Sara cercò il taccuino e fece per premere la cifra sul registratore di cassa quando Carlo sbucò dalla cucina “Lascia, offre la casa”.
“Grazie Carlo, a buon rendere!”.
Sara ruppe l'imbarazzo che solo lei e Paolo potevano percepire chiedendo “Cosa fate di bello stasera?”.
“Andiamo a cena da Rita, Gigi avrebbe compiuto 35 anni oggi”.
“Salutamela tanto e dille di chiamarmi quando vuole, se le fa piacere”.
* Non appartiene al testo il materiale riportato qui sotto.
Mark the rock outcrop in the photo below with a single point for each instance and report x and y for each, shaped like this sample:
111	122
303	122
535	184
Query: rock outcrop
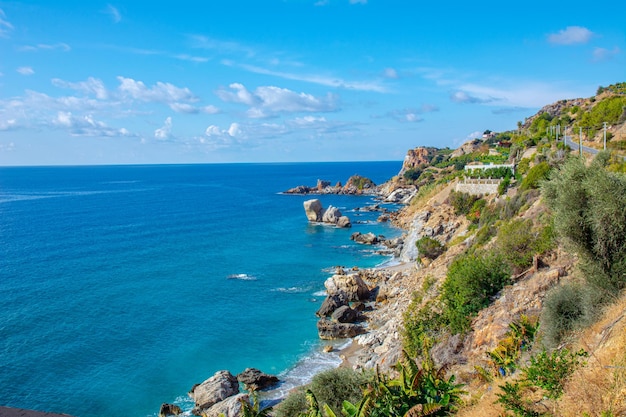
316	213
215	389
329	330
169	410
255	380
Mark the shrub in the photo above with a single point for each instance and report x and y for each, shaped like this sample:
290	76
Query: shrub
518	242
429	247
330	387
471	282
563	311
462	202
535	175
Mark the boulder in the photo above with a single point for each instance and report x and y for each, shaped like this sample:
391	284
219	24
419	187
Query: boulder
345	314
331	215
255	380
352	285
365	239
328	330
313	209
332	303
169	410
215	389
230	407
344	221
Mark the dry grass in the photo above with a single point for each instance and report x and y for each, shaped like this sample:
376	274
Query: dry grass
596	390
599	389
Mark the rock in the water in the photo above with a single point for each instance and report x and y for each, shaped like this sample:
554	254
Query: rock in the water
215	389
332	303
345	314
230	407
366	239
344	221
331	215
313	209
329	330
169	410
255	380
352	285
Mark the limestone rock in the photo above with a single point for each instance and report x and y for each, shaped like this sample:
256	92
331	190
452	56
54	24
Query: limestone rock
329	330
215	389
331	215
313	210
332	303
255	380
344	314
344	221
365	239
169	410
352	285
230	407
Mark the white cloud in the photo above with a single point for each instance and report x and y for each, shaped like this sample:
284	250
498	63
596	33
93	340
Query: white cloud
464	97
46	47
164	132
5	25
571	35
114	13
25	70
86	126
603	54
267	101
159	93
390	73
92	86
335	82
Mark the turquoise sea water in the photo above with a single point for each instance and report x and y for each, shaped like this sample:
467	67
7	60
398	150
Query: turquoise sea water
122	286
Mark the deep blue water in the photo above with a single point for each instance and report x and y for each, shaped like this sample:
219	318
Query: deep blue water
116	286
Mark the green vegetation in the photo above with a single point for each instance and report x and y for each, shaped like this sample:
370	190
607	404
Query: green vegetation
471	281
588	205
429	247
331	387
546	373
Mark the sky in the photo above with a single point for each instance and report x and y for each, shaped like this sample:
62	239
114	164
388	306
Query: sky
138	82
“Glielo dirò, ciao bella”.
“Ciao Paolo, buona serata”.

Rita

Rita era una bella ragazza, un po' paffutella forse, ma aveva uno splendido viso, dolce e luminoso, con un caschetto biondo impeccabile a fargli da cornice. Lavorava come commessa da Zara a Milano e si era da poco laureata in Economia e Commercio alla Bicocca. Aveva appena compiuto 26 anni, un anno in più di Sara. Avevano frequentato lo stesso liceo, ma in due sezioni diverse. Rita aveva conosciuto Gigi all'associazione per disabili dove lei prestava volontariato e lui faceva il servizio civile. Nonostante all'inizio lei lo odiasse per i suoi modi a dir poco burberi, alla fine lui l'aveva conquistata a suon di battute e frecciatine. Si erano sposati dopo 5 anni di fidanzamento senza convivenza (Rita ne era totalmente contraria) con una cerimonia religiosa in chiesa a Treviglio e un banchetto nuziale in grande stile sul lago di Garda.
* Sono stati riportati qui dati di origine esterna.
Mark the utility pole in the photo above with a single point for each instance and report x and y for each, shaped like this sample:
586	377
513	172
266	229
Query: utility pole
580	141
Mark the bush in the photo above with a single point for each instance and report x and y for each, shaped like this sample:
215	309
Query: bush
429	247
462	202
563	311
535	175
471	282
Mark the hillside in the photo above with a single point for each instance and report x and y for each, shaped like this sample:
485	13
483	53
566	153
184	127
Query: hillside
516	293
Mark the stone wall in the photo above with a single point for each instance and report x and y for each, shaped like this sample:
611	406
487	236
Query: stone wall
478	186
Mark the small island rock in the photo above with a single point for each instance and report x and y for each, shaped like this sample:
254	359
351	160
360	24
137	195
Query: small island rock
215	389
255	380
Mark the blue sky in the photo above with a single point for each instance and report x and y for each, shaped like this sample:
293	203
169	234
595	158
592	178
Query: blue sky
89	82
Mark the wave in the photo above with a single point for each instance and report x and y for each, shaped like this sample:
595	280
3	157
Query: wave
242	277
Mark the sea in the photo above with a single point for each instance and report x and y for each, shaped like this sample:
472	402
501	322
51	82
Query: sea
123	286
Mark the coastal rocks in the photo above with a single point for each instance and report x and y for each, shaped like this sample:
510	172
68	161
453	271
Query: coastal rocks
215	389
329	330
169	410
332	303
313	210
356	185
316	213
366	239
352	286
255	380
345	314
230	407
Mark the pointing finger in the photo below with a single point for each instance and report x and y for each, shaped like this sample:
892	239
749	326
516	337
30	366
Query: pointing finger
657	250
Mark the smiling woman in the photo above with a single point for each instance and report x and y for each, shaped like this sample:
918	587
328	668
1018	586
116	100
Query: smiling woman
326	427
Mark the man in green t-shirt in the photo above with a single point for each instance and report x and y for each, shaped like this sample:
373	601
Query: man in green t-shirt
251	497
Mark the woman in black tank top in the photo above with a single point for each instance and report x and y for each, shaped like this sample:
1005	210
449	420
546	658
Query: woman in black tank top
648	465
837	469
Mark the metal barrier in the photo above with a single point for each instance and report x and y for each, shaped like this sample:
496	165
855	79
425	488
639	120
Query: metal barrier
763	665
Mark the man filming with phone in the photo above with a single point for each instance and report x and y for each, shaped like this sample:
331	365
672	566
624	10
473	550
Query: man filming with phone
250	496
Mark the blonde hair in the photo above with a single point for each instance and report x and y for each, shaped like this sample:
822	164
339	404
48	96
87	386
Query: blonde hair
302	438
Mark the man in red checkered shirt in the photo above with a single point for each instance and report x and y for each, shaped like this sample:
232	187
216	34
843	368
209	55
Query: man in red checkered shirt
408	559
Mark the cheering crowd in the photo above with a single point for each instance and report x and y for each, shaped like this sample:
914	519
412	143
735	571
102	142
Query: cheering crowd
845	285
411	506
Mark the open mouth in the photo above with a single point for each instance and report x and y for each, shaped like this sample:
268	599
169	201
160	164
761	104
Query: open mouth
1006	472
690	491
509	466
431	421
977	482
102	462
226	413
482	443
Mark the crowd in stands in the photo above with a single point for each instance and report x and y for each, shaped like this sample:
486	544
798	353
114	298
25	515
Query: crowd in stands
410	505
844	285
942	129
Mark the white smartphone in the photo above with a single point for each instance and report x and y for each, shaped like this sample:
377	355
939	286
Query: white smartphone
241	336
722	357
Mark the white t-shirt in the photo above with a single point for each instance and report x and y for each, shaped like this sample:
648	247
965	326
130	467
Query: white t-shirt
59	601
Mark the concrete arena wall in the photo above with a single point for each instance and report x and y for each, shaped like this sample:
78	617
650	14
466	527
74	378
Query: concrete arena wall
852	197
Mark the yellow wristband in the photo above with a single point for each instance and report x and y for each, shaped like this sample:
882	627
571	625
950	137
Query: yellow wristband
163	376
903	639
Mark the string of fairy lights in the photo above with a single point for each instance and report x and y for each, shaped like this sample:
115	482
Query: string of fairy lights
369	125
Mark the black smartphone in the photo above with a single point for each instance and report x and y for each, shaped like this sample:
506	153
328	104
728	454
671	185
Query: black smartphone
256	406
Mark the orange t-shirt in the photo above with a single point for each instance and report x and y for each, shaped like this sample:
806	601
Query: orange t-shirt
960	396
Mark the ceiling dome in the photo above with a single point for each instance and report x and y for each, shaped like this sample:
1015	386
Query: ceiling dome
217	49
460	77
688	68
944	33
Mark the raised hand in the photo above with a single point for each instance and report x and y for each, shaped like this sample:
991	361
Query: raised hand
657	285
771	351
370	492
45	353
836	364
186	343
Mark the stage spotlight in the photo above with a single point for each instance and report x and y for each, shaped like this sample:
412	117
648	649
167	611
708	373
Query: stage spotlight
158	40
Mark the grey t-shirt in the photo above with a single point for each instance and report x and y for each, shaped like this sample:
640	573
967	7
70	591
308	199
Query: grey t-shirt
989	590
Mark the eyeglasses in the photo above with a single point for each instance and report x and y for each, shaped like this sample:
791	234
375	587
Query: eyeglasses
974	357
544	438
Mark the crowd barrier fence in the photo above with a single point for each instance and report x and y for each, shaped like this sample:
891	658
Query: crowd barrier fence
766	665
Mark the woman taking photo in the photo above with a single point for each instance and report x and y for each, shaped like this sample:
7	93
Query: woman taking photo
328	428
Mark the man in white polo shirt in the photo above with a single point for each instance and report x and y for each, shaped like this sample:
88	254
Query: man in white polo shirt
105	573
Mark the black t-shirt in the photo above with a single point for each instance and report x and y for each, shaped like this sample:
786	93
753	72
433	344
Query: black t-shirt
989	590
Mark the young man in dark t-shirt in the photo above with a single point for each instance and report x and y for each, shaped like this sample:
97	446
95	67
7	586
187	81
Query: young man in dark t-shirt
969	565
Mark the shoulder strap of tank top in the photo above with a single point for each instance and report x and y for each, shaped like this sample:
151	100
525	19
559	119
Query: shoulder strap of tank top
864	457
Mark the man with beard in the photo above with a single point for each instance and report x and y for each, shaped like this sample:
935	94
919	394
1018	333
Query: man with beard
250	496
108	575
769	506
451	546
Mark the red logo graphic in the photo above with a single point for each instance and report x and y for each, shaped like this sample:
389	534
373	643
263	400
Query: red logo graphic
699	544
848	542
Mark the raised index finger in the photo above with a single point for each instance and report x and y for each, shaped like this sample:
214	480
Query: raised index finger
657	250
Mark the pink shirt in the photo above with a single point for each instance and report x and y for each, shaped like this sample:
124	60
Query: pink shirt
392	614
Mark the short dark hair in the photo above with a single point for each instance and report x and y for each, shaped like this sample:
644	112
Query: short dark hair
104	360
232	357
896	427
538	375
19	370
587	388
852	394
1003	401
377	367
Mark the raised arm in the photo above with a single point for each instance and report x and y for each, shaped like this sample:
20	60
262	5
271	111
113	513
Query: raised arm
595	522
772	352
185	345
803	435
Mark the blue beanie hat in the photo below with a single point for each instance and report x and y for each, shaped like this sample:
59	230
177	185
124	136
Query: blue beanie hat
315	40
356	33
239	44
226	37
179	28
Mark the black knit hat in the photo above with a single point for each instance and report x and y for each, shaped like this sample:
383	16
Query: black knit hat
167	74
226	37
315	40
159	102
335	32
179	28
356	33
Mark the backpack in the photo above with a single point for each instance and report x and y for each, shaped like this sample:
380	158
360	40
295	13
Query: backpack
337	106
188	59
Quel giorno Rita era bellissima, radiosa come non mai.
“Chissà se sarò anch'io così quel giorno” aveva pensato Sara quando l'aveva vista fare il suo ingresso in chiesa sotto braccio al padre, il professor Lumini, temutissimo insegnante di matematica presso la stessa scuola superiore che avevano frequentato Gigi e Luca, ai tempi, nonché Rita e Sara, poco più di recente.
Paolo, Luca e gli altri avevano preparato un letto di rose (un letto vero e proprio, con tanto di lenzuola, cuscini, copriletto e federe!) con petali di rose rosse e bianche sul sagrato della chiesa e avevano letteralmente costretto i novelli sposi a sdraiarvisi sopra dopo la cerimonia, sotto gli occhi visibilmente imbarazzati dei genitori e dei parenti di entrambi.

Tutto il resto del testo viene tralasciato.